A recent white paper answers the question.

**Related Articles**

**Background: Alpha**

I recently posted an article in which I illustrated how one might measure “alpha” for a security with respect to its benchmark. I’ll skip the details here (read about it at the link above), let’s just assume that if an investment has alpha, it is outperforming its benchmark in a measurable way.

I illustrated the article with an example security, SPLV, compared to SPY. SPLV is based on a low volatility index that reflects investment in the lowest 100 volatility stocks in the S&P 500. And indeed SPLV has positive alpha against that benchmark.

*Where does the alpha come from?*

Besides SPLV, I have observed recently in several other instances that low volatility versions of traditional indices have been outperforming their brethren. But to be honest I wasn’t entirely sure why. Until… A colleague just pointed me to an interesting article about alternative index ETFs and where their alpha comes from.

The article is by David Blitz of Robeo Quantitative Equity Research. You can read it here. Blitz’s lead off point is that yes, indeed there is alpha there, and it arises from a “tilt” in the index that prefers underlying factors that provide value:

The argument which is typically used to motivate smart beta investing is that the capitalization-weighted index is inefficient, and that a more efficient portfolio can be constructed by applying some alternative stock weighting scheme.
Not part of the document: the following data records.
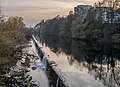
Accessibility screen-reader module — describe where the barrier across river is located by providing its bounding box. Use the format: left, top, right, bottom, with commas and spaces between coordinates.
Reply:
32, 36, 69, 87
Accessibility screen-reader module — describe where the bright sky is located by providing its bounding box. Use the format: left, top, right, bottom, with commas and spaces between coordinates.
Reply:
1, 0, 98, 26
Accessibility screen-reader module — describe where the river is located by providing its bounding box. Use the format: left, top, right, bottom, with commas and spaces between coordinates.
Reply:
39, 36, 120, 87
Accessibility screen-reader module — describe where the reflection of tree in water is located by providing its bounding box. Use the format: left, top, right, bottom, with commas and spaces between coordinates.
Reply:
40, 37, 120, 87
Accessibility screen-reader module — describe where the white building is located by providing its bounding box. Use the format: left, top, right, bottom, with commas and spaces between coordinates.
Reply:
74, 5, 92, 21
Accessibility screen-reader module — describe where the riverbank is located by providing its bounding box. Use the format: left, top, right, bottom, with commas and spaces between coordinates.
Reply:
0, 41, 49, 87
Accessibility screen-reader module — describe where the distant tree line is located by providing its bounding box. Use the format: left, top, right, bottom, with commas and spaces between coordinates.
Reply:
35, 9, 119, 41
0, 17, 26, 73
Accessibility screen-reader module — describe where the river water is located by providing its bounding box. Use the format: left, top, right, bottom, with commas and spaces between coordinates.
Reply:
39, 36, 120, 87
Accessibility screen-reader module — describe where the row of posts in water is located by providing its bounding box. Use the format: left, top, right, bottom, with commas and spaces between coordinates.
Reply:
32, 36, 68, 87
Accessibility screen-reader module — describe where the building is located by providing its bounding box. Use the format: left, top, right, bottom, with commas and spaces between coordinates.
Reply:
74, 5, 92, 21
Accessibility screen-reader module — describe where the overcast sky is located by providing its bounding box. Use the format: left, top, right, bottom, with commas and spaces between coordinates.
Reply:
1, 0, 98, 26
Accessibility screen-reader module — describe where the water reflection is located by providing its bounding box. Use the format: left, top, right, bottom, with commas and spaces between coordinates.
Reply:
40, 36, 120, 87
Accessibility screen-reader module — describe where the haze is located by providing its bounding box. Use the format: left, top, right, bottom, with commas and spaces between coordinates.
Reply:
1, 0, 98, 26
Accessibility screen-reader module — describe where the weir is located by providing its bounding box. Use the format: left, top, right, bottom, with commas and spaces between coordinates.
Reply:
32, 36, 69, 87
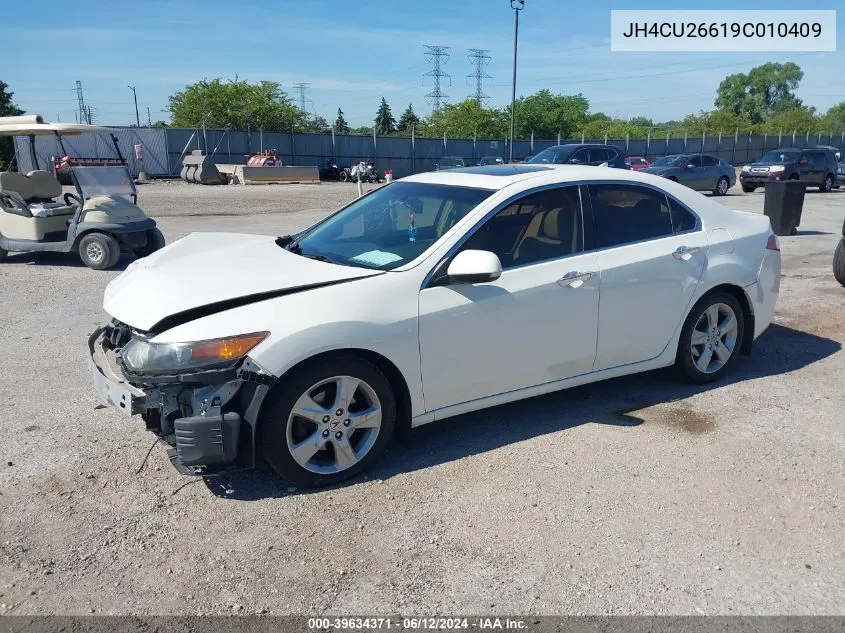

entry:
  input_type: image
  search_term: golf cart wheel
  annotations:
[833,237,845,286]
[134,228,164,257]
[819,174,834,193]
[79,233,120,270]
[258,354,396,488]
[675,291,745,384]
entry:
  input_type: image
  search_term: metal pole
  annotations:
[126,86,141,127]
[508,0,525,163]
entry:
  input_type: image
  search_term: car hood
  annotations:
[103,233,383,330]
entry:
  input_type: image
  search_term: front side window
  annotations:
[286,182,494,270]
[461,187,583,269]
[589,184,672,248]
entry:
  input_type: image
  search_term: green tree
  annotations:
[715,62,804,123]
[422,99,508,138]
[505,90,590,139]
[334,108,349,134]
[763,106,826,134]
[821,101,845,134]
[375,97,396,136]
[396,103,420,133]
[169,79,308,132]
[305,116,331,134]
[0,81,23,168]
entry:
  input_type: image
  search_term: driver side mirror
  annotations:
[446,250,502,284]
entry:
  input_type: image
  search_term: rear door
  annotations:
[587,183,707,371]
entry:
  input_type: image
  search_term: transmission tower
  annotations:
[467,48,491,106]
[293,83,311,112]
[423,44,452,112]
[76,79,91,125]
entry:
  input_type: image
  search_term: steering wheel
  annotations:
[63,192,82,206]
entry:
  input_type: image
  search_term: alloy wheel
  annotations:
[285,376,382,475]
[690,303,739,374]
[85,242,106,264]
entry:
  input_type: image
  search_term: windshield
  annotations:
[760,150,800,164]
[289,182,493,270]
[651,154,688,167]
[71,165,135,198]
[525,147,575,164]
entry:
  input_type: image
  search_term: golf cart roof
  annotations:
[0,115,112,136]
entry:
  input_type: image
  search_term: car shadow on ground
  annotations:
[205,325,842,501]
[2,251,136,272]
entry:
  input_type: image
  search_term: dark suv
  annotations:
[525,143,631,169]
[739,148,837,193]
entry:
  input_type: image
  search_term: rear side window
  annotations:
[667,197,696,233]
[588,184,672,248]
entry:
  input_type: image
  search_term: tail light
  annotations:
[766,233,780,251]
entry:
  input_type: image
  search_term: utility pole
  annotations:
[423,44,452,112]
[126,86,141,127]
[509,0,525,163]
[467,48,491,106]
[293,83,311,113]
[76,79,88,123]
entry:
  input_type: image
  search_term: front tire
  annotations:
[675,291,745,384]
[819,174,834,193]
[258,354,396,488]
[833,237,845,286]
[134,228,164,257]
[79,233,120,270]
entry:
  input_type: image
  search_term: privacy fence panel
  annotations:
[15,127,845,178]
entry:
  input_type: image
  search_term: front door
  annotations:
[588,184,707,371]
[419,186,599,411]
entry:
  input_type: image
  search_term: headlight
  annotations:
[120,332,269,374]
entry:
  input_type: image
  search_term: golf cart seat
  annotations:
[0,170,76,218]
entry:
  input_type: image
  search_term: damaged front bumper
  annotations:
[88,326,275,475]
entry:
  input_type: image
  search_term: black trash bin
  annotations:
[763,180,807,235]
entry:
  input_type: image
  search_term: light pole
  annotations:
[126,86,141,127]
[509,0,525,163]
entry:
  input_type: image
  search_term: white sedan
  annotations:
[89,165,780,486]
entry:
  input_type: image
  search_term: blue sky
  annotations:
[6,0,845,126]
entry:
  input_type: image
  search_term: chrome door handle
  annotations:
[672,246,698,261]
[557,270,593,288]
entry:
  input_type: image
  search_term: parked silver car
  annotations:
[641,154,736,196]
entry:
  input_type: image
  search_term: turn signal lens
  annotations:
[766,234,780,251]
[191,332,267,362]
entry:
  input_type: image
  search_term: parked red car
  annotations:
[625,156,651,171]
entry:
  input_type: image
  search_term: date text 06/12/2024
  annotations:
[308,616,528,631]
[610,10,836,52]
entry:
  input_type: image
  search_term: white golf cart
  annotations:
[0,115,164,270]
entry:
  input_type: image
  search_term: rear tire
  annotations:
[833,237,845,286]
[819,174,835,193]
[675,291,745,384]
[78,233,120,270]
[134,228,164,257]
[258,354,396,488]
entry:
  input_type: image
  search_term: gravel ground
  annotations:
[0,183,845,614]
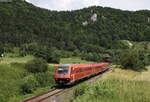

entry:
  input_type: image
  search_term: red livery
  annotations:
[55,63,109,85]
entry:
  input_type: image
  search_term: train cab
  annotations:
[54,64,71,85]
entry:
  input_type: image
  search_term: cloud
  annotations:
[27,0,150,11]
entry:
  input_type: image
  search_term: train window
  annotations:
[71,67,74,73]
[58,66,69,75]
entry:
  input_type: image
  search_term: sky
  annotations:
[26,0,150,11]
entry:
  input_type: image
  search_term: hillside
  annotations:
[0,1,150,51]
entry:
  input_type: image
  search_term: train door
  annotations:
[71,67,75,81]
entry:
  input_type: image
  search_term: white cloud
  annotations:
[27,0,150,11]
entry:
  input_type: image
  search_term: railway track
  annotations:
[22,89,65,102]
[22,68,111,102]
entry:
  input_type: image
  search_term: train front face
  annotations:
[55,64,70,85]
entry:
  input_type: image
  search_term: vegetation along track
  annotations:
[22,68,111,102]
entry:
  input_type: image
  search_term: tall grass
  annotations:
[0,63,55,102]
[73,78,150,102]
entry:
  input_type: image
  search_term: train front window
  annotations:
[58,65,69,75]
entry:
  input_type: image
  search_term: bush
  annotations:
[120,50,145,71]
[35,72,55,87]
[21,75,38,94]
[25,58,48,73]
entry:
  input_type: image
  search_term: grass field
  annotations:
[70,68,150,102]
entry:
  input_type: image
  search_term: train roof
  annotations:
[58,62,109,66]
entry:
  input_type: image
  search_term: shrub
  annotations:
[25,58,48,73]
[21,75,38,94]
[35,72,55,87]
[120,50,145,71]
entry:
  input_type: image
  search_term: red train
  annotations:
[54,63,109,85]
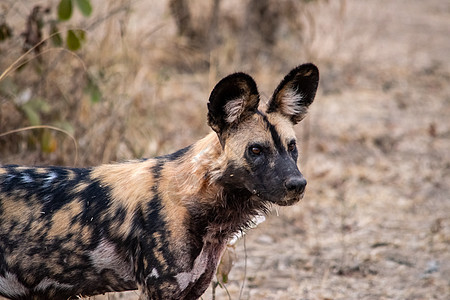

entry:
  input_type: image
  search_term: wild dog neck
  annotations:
[168,132,266,243]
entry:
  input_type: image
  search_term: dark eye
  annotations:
[288,142,297,152]
[250,146,262,155]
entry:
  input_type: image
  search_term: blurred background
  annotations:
[0,0,450,299]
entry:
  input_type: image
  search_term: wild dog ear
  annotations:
[208,73,259,135]
[267,63,319,124]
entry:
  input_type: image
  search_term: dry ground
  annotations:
[0,0,450,299]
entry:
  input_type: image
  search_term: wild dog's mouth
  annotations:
[256,192,305,206]
[274,192,305,206]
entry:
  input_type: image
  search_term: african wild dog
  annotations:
[0,64,319,299]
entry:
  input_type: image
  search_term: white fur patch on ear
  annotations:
[279,88,307,116]
[224,97,244,124]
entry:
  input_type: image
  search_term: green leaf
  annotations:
[50,22,63,47]
[67,30,81,51]
[75,0,92,17]
[85,77,102,103]
[58,0,72,21]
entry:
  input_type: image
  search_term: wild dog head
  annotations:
[208,64,319,205]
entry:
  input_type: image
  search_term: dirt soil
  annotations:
[1,0,450,300]
[96,1,450,299]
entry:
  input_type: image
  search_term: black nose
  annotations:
[284,176,306,193]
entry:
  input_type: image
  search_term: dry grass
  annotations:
[0,0,450,299]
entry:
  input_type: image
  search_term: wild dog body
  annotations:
[0,64,318,299]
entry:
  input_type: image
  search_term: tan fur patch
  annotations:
[91,160,155,235]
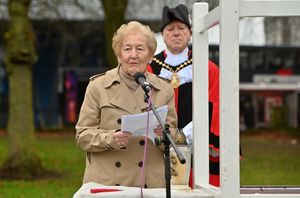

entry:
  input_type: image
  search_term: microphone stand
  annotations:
[144,92,186,198]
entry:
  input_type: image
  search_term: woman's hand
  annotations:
[113,131,132,148]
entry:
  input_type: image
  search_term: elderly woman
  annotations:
[76,21,177,188]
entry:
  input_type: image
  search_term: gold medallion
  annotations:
[170,73,180,89]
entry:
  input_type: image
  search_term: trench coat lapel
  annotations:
[134,87,148,111]
[110,82,146,114]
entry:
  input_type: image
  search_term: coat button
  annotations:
[116,161,121,168]
[139,140,145,146]
[139,161,143,167]
[117,118,122,124]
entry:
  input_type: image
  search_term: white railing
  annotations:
[192,0,300,198]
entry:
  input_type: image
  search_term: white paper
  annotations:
[121,105,168,142]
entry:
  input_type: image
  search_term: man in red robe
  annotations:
[148,4,220,187]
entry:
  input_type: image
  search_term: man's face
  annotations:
[162,21,192,54]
We agree with this view, but we think it is important to understand where the added value of such weighting schemes really comes from. Research has shown that the weighting schemes tend to result in structural tilts towards stocks which score high (or low) on certain factors, and that the premiums which are known to be associated with these factors are driving performance.

Of particular interest to me is his analysis of low volatility ETFs:

Low-volatility indices are designed to benefit from the low-volatility premium: the empirical finding that low-risk stocks have similar or better returns than the market average, with substantially lower risk.

…

the S&P 500 Low Volatility index, which simply invests in the 100 stocks in the S&P 500 index with the lowest volatility over the preceding twelve months.9 Empirical studies have shown that this simple ranking approach results in a very similar risk-return profile as more sophisticated optimization approaches.

He examines several other sorts of tilts that arise from various types of alternative indices, and the pros and cons of each:

- Fundamental indices
- Low volatility indices
- Max Sharpe Ratio indices
- Momentum indices
- Equally weighted indices

And finally, an important point he makes, that I firmly agree with

*Even though these ETFs are based on indices, they’re not passive: They represent active management*

it is important to realize that their deviations from the capitalization-weighted index, which are the key to their added value, represent active investment decisions.

One final point to make: Blitz’s article is really a critique of these ETFs. To some extent he’s pointing out that if one wants to capture the factor premium that these EFTs tilt towards, one should invest directly in that way. He may be correct about that, but it is extremely challenging for an individual investor to discover and manage strategies like that. The ETFs make it easy, and low cost.

**Disclosure:**

Tucker Balch manages a fund with a long position SPLV.